La situation des autochtones au Canada - notamment leur relation avec la police - empêche d'exclure que certains d'entre eux puissent devenir des réfugiés à l'étranger, a écrit un juge québécois de la Cour fédérale dans une décision récente.

Ce n'est pas seulement dans de lointains pays du tiers-monde que des individus ne reçoivent pas une protection adéquate de l'État, a souligné le juge Sébastien Grammond, récemment nommé à la magistrature après une carrière de professeur de droit.

Il ne faut pas « présum[er] que des événements ayant lieu au Canada ne pourraient jamais constituer le fondement d'une demande d'asile dans un autre pays », a écrit le juge Grammond dans une décision dont la traduction française vient d'être publiée.

« [On ne doit] pas banaliser la situation des peuples autochtones ni présumer qu'une protection adéquate leur est toujours accordée. »

- Le juge Sébastien Grammond

Sébastien Grammond se penchait sur l'appel d'une petite Hongroise de 8 ans, d'origine rom et chinoise, qui demandait le statut de réfugié au Canada. Sa mère a fait valoir qu'elle avait été victime d'agressions sexuelles commises par son père, mais que la police locale avait négligé de faire enquête pour des raisons racistes.

En refusant sa demande, le commissaire à l'immigration Pasquale A. Fiorino, de Toronto, avait déterminé que la protection offerte par l'État à ses citoyens (notamment ceux issus de populations minoritaires comme les Roms) n'avait pas à être parfaite.

« Je suis certain que plusieurs membres des Premières Nations du Canada citeraient facilement des attitudes discriminatoires à leur égard dans notre propre pays. C'est peut-être vrai », a écrit le décideur en faisant une liste d'événements où des policiers canadiens ont dérapé. « Cependant, cela ne signifie pas que le Canada ne procure pas de protection aux membres de ses Premières Nations. Tout comme la Hongrie. » Il a refusé la demande de la fillette.

« TROUBLANT »

La Cour fédérale qualifie ce passage de « particulièrement troublant ». « Les préoccupations actuelles en ce qui concerne la relation entre les peuples autochtones et la police sont à un point où les gouvernements fédéral, provinciaux et territoriaux ont lancé une enquête publique », continue le juge Grammond, qui était notamment spécialiste du droit constitutionnel et du droit autochtone durant sa carrière de professeur.

Une recherche montre que le commissaire Pasquale A. Fiorino a débouté au moins une douzaine de demandeurs du statut de réfugié en se basant sur le même paragraphe, mot pour mot. Une enquête du Toronto Star de 2011 affirmait qu'il faisait partie des trois commissaires donnant le moins souvent raison aux demandeurs du statut de réfugié, sur les 150 décideurs que compte le pays.

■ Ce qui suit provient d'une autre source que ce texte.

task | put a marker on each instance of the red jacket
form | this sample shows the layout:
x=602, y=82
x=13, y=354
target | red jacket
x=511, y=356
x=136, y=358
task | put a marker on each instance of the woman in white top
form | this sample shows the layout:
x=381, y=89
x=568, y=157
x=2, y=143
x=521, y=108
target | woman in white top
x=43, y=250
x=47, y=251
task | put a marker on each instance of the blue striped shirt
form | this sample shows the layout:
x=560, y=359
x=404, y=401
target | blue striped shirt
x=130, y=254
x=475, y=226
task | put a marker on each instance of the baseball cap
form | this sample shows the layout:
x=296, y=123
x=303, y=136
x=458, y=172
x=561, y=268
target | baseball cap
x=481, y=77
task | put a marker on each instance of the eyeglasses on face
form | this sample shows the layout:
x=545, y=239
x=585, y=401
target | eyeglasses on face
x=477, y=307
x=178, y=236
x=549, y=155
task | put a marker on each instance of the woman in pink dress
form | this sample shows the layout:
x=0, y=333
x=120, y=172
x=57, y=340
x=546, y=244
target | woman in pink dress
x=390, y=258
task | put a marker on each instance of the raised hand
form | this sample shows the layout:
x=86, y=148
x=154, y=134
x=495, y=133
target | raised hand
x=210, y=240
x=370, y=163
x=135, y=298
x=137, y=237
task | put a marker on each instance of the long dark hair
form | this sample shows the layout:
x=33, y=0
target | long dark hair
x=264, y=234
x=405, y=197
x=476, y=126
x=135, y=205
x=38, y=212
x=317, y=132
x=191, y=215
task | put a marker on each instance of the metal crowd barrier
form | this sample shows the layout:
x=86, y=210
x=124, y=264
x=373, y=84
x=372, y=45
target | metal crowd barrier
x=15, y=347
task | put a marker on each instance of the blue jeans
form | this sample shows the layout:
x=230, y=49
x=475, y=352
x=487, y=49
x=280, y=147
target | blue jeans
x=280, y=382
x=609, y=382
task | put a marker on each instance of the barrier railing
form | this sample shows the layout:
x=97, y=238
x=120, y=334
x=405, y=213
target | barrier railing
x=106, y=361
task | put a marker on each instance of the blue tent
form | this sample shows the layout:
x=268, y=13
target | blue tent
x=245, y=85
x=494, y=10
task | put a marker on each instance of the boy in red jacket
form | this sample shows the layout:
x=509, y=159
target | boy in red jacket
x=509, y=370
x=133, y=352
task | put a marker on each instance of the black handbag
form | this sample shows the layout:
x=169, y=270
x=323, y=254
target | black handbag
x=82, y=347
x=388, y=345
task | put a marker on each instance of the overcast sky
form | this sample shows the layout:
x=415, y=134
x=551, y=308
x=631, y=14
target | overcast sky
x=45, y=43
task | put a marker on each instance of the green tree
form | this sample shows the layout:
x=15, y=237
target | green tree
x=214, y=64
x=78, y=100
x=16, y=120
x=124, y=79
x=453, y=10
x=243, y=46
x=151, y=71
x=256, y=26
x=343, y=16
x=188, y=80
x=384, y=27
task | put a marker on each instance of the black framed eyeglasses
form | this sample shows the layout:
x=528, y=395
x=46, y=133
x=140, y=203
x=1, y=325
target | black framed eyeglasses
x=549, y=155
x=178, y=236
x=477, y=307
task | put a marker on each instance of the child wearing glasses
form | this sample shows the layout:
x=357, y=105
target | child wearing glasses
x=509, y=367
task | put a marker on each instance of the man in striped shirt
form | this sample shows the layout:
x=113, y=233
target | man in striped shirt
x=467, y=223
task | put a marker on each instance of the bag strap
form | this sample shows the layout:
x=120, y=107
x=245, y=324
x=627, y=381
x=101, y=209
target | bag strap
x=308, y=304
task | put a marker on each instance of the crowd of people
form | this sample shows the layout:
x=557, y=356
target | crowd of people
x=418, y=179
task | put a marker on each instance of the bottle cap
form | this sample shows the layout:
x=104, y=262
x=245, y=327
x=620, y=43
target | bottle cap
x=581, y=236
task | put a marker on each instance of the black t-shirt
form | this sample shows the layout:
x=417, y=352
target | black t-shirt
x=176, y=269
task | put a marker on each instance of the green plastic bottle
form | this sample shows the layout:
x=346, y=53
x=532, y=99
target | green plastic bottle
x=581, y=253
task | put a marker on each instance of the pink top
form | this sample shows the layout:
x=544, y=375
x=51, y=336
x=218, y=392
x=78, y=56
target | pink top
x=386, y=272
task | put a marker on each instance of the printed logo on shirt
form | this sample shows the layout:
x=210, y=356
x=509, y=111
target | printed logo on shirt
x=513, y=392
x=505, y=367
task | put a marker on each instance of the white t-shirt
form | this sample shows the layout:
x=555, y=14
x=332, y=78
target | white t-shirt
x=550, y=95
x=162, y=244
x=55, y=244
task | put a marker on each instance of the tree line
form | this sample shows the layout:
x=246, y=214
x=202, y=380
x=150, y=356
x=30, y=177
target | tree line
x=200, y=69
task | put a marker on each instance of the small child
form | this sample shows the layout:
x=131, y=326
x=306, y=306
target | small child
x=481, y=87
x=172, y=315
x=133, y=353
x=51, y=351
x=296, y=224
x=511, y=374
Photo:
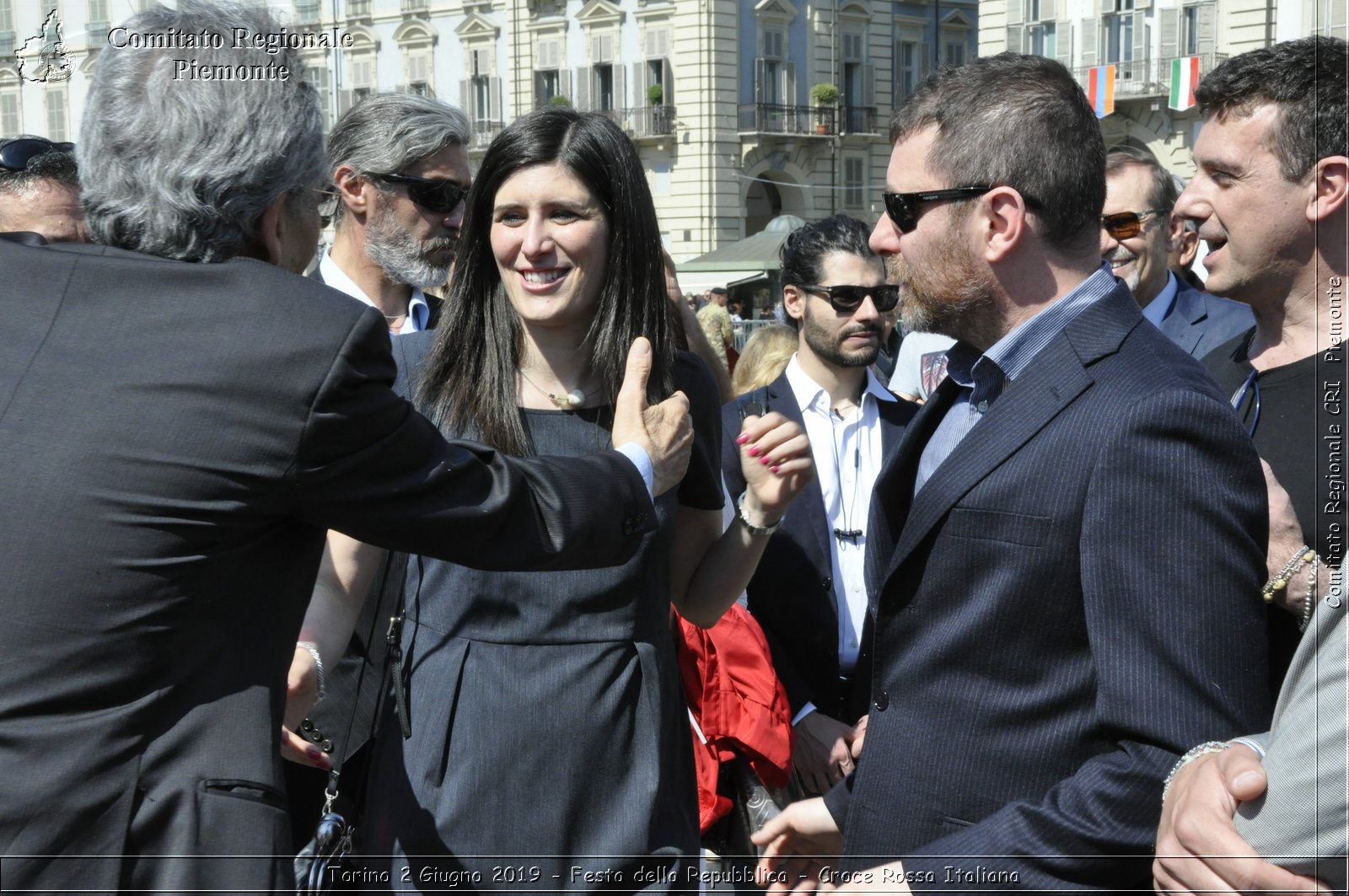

« Un autochtone pourrait aller en France et demander l'asile politique en disant que le Canada ne le protège pas. Ce n'est pas parce que l'ensemble des autochtones canadiens ne sont pas tués à tous les coins de rue qu'il n'a pas besoin de protection. »

- Jean-Sébastien Boudreault, président de l'Association québécoise des avocats et avocates en droit de l'immigration

M. Boudreault ne s'est toutefois pas prononcé sur les chances qu'une telle demande soit acceptée.

« Il ne faut pas fermer la porte à ça, mais à ma connaissance, ça n'a jamais été évalué », a-t-il ajouté.

L'Assemblée des Premières Nations du Québec-Labrador n'a pas souhaité commenter cette décision.

L'avocate de la jeune fille, Me Maureen Silcoff, a dit ne pas pouvoir discuter publiquement du dossier parce que sa cliente est mineure.